1. Effective exclusion of business methods

Amendment 47=79=100=121=142=165 to article 4.2 removes the "further technical effect" doctrine. It was introduced by the European Patent Office to grant patents on computer-implemented business methods.

2. Clarify the exclusion of "computer programs as such"

Amendment 46=78=99=120=141=164 to article 4.1 and 47=79=100=121=142=165 to 4.2 take away legal uncertainty by clarifying that the exclusion of (subject matter and activities within) computer programs as such from patentability means that innovations which do not solve any problems of applied natural science beyond the improvement of data processing efficiency shall not be patentable.

3. Provide a balanced yet meaningful definition for "technical"

By declaring "technical" as meaning "applied natural science" in amendment 42=74=95=116=137=160 to article 2(ba) (new), clearly non-technical fields such as mathematics and business methods can never be considered as technical. At the same time, it ensures that medical scanners and electronics will continue to belong to a field of technology.

4. Reduce the problem of trivial patents

Amendment 45=77=98=119=140=163 to article 2(b) and amendment 6 to article 3 state that the technical contribution must fulfil all conditions of patentability.
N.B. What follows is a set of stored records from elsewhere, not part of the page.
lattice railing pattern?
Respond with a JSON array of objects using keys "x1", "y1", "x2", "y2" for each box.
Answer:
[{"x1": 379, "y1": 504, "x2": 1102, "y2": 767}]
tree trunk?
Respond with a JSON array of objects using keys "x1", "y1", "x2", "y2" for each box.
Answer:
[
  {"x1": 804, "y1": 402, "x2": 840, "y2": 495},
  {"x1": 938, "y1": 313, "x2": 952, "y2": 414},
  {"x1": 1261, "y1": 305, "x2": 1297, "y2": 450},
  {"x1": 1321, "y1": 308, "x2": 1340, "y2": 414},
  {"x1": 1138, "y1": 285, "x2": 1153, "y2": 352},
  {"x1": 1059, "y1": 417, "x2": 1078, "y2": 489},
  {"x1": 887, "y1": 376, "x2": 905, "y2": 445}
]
Neither current EPO practice, nor the Council or JURI texts, require this.

5. Prevent patenting of information "objects", promote publication of information

Amendment 48=80=101=122=143=166 to article 5.2 makes sure that computer programs on their own cannot be patented. Amendment 49=81=102=123=144=167 to 5.2(b) guarantees that the freedom of publication of information must be taken into account when considering whether the distribution of a program is patent infringement or not (is it only distribution of information like distributing an instruction manual describing a patented process, or is someone actually distributing an enabling part of an invention?)

6. Remove the suggestion that software on its own is patentable

Amendment 40=72=93=114=135=158 to article 1 replaces the term "computer-implemented invention" with "computer-aided invention". The only thing that can be implemented in a computer is software. This amendment clearly indicates the directive is about technical inventions realised with the help of computer programs, not that the "invention" can lie entirely within the computer programs themselves.